March 11, 2013

Makin' Pha-ses

Makin' Pha-ses, indeed [1]. Here is some "interesting" trace from two forms of noise that demonstrates a phenomenon called 1-D stochastic resonance [2]. This will generate a noisy signal with three distinct phases from two sources of noise (white and black):

1) generate white noise (a randomized sine wave over a 1,000 point interval). White noise is the kind of static you may have encountered while tuning an analog radio or television [3].

2) generate black noise (1/f3 deterministic signal over a 1,000 point interval). Black noise is the kind of noise you might encounter when modeling the frequency of natural disasters or blackbody radiation, and consists of mostly silence.

3) convolve both sources. Results in a signal with three distinct phases (over a 2,000 point interval). Demo conducted and plots made in Matlab.

The resulting plots are shown below. The associated Matlab code is located in my Github repository [4].

Also, even though this is tangentially related (e.g. making independent components), I will nevertheless post it here. I have a new tutorial up on Figshare [5] concerning how to conduct independent component analysis (ICA) and how to extract ICs from real-time thermocycling curves (e.g. qRT-PCR).

In keeping with the theme of the post, however, the Fast ICA algorithm does use white noise (a whitening matrix) to derive the ICs.


[1] an obscure reference from Saturday Night Live ("Makin' Copies" with Rob Schneider).

[2] Wellens, T., Shatokhin, V., and Buchleitner, A.   Stochastic Resonance. Reports on Progress in Physics, 67(1), 45 (2004) AND Balenzuela, P. Braun, H., and Chialvo, D.R.   The Ghost of Stochastic Resonance: An Introductory Review. arXiv, 1110.0136 (2011).

[3] For an artistic take on television static, please see TV Static Photos by Tom Moody and Ray Rapp. Examples of white noise in 2-D.

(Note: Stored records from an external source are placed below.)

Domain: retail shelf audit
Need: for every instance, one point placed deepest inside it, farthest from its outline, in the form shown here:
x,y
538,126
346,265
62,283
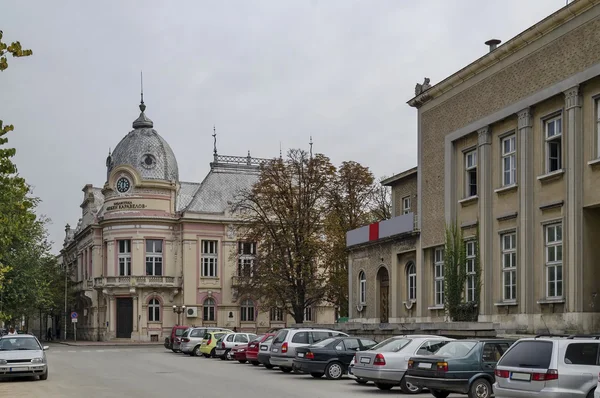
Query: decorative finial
x,y
142,106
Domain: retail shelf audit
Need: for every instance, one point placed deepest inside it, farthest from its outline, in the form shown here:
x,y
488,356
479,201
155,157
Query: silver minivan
x,y
549,367
283,348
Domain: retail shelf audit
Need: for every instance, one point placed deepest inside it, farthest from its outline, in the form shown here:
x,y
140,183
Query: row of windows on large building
x,y
553,269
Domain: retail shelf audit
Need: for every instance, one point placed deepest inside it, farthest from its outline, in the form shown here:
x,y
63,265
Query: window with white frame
x,y
246,256
154,310
411,277
247,309
209,258
509,160
553,134
471,173
554,277
406,205
470,249
362,287
508,243
438,265
209,307
154,257
124,257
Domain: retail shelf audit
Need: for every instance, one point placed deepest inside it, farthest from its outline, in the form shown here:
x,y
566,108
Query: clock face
x,y
123,185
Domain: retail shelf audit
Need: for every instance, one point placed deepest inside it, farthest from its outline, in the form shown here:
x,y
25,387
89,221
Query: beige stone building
x,y
510,143
147,242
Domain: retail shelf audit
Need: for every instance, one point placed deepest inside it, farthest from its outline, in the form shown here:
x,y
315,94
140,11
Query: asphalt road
x,y
132,372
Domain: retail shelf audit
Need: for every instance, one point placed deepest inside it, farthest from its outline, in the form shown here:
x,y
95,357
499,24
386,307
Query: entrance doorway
x,y
383,280
124,317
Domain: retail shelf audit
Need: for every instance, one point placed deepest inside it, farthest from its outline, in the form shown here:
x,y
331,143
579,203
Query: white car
x,y
22,355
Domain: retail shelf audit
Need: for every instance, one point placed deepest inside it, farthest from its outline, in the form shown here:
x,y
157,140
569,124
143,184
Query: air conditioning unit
x,y
191,312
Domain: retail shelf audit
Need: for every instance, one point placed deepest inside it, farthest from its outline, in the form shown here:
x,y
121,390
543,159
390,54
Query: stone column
x,y
485,191
573,220
525,180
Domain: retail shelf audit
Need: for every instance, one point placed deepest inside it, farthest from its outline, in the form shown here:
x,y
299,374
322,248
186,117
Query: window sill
x,y
468,201
506,303
557,300
555,175
506,189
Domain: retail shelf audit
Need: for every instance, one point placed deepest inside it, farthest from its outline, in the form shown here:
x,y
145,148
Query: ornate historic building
x,y
147,242
510,143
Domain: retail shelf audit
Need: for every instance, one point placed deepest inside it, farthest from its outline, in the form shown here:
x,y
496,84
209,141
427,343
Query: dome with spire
x,y
146,151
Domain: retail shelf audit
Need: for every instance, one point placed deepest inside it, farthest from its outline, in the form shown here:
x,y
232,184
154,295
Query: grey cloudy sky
x,y
262,71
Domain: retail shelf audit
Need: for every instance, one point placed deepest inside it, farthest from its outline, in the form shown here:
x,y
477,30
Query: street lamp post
x,y
178,310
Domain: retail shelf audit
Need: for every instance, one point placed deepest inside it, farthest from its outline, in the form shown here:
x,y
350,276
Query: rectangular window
x,y
509,266
124,257
553,134
553,236
471,173
209,257
471,257
439,276
406,205
246,256
509,160
154,257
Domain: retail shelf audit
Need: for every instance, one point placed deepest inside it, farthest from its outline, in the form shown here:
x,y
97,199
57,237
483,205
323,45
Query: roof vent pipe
x,y
493,43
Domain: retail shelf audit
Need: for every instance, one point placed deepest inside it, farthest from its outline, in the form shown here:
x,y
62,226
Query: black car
x,y
461,366
330,357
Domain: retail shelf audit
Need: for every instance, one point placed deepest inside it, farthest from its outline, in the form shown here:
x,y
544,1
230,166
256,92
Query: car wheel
x,y
439,393
334,371
408,388
480,388
384,386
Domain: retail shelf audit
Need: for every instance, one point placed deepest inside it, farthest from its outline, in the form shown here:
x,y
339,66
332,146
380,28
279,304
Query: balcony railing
x,y
128,281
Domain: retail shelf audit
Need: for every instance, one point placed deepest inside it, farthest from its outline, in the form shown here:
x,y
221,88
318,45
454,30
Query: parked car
x,y
330,357
531,367
264,353
283,349
191,340
22,355
461,366
227,342
254,348
176,333
386,363
209,343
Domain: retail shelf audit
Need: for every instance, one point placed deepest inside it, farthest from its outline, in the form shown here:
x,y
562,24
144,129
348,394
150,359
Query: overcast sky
x,y
263,72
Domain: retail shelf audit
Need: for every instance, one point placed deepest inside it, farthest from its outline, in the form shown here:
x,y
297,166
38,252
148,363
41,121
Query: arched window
x,y
247,311
209,309
362,287
154,310
411,278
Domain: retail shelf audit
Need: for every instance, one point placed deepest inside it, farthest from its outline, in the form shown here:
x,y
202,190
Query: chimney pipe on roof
x,y
493,43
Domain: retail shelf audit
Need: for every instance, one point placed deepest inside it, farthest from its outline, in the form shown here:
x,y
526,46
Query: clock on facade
x,y
123,185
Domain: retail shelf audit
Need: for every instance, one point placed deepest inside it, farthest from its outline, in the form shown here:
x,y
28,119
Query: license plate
x,y
520,376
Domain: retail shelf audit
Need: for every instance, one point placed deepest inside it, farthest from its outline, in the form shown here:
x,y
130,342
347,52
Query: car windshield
x,y
391,345
456,349
23,343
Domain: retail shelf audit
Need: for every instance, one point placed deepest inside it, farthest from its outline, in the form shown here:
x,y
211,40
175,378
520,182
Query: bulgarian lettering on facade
x,y
126,205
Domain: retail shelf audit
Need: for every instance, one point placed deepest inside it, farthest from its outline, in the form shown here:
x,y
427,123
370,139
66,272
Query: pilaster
x,y
573,216
484,156
525,276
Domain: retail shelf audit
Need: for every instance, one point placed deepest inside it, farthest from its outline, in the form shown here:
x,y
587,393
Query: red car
x,y
252,349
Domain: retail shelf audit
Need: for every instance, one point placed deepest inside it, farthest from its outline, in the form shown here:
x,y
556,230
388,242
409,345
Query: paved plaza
x,y
132,372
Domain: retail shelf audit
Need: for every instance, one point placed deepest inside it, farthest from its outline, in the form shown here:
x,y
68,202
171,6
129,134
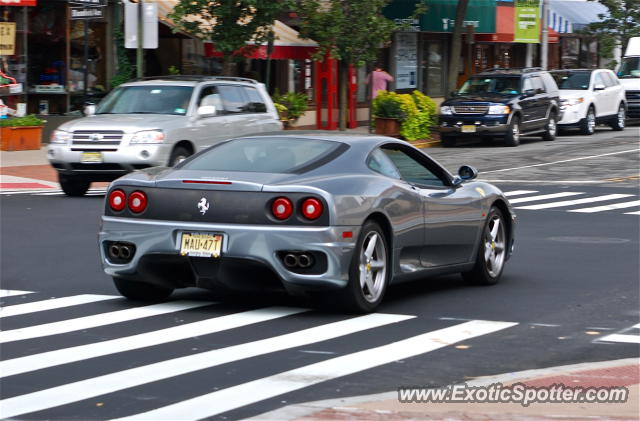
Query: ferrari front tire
x,y
140,291
492,251
369,271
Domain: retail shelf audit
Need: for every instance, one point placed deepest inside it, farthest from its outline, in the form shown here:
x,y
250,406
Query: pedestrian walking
x,y
378,81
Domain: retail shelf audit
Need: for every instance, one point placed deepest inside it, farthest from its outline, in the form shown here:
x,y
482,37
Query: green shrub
x,y
295,104
26,121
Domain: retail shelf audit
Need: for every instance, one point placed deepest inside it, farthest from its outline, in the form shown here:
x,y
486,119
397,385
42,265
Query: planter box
x,y
20,138
388,126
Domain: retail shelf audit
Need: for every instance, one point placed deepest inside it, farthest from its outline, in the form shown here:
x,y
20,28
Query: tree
x,y
456,46
229,24
621,22
350,31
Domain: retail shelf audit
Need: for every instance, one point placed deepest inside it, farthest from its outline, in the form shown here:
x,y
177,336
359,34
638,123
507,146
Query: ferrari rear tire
x,y
369,271
73,185
492,251
140,291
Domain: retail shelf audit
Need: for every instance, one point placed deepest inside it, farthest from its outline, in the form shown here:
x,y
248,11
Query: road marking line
x,y
12,292
562,161
83,352
608,207
96,320
519,192
543,197
258,390
575,202
616,337
85,389
52,304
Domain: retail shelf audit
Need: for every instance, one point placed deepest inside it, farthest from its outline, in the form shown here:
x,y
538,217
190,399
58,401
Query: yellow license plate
x,y
196,244
468,128
88,157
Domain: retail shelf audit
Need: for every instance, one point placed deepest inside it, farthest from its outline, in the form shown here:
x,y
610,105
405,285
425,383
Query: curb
x,y
293,412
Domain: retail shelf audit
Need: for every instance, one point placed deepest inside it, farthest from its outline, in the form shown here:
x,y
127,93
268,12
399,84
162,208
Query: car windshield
x,y
268,155
572,80
491,85
147,99
630,67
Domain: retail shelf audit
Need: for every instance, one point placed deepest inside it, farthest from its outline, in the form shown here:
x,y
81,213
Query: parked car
x,y
506,103
157,121
629,74
589,97
335,214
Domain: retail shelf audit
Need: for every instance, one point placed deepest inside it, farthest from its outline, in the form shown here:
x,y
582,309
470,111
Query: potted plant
x,y
291,106
388,113
21,133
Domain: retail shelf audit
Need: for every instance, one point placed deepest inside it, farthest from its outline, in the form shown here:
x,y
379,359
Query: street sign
x,y
86,13
150,25
89,3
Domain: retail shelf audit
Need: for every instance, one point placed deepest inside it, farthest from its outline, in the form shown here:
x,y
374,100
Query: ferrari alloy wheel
x,y
369,271
140,291
492,251
618,123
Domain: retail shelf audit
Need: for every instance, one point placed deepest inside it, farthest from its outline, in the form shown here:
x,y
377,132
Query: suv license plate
x,y
91,157
197,244
468,128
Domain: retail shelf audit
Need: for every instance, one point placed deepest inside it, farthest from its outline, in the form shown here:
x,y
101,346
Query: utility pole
x,y
140,51
545,36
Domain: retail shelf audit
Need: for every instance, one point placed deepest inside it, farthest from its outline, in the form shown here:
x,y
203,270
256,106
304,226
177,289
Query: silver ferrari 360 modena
x,y
341,215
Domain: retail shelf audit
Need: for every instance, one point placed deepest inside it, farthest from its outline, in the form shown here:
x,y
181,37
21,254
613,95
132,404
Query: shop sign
x,y
86,13
7,38
90,3
406,60
17,2
527,21
441,14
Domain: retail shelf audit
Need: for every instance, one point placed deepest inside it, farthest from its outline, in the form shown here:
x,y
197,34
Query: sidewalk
x,y
386,406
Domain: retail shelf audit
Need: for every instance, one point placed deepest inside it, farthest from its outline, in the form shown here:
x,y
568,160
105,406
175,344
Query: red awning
x,y
18,2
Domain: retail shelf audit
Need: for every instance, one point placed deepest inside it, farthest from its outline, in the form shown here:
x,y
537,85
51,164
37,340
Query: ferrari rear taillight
x,y
312,208
117,200
282,208
137,201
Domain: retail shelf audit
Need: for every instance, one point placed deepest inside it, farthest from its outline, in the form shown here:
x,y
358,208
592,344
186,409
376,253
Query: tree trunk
x,y
456,47
343,78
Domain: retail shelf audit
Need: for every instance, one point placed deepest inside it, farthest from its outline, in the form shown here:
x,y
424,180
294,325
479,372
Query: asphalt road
x,y
574,279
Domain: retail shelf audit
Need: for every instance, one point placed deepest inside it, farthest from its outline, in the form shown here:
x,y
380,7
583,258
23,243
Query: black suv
x,y
506,103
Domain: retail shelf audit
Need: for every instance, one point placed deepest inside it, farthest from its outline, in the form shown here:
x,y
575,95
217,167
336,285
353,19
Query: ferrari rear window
x,y
268,155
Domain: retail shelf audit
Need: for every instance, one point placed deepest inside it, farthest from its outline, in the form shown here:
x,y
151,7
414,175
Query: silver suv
x,y
158,121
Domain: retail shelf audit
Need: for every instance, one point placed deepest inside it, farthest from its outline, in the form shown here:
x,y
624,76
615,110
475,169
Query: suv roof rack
x,y
197,78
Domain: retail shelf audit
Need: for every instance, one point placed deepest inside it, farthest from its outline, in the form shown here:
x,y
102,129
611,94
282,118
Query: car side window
x,y
379,162
233,98
256,102
411,170
209,95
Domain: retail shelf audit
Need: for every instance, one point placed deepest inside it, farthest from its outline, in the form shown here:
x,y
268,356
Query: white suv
x,y
157,122
589,97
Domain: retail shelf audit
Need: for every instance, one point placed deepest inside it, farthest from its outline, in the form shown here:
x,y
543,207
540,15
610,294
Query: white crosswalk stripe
x,y
12,292
54,303
565,203
247,393
96,320
632,204
543,197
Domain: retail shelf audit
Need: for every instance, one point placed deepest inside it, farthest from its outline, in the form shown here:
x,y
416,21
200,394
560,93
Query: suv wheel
x,y
588,125
178,155
552,128
73,185
512,137
618,122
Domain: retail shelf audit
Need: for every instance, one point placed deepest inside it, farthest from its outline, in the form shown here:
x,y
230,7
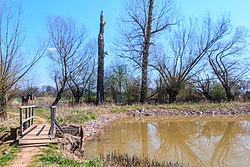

[4] this is part of work I am doing on an idea I am currently calling "noise strategies", a hybrid approach that merges game theory with the physics of noise. More on this in future posts.

[5] Alicea, B.   Independent features of quantified thermocycling reactions (qRT-PCR). Figshare, doi:10.6084/m9.figshare.649432 (2013).

The analysis was done using FastICA 2.5 for MATLAB. For details, see the following paper: Hyvarinen, A. and Oja, E. Independent Component Analysis: Algorithms  and Application. Neural Networks, 13(4-5), 411-430. (2000).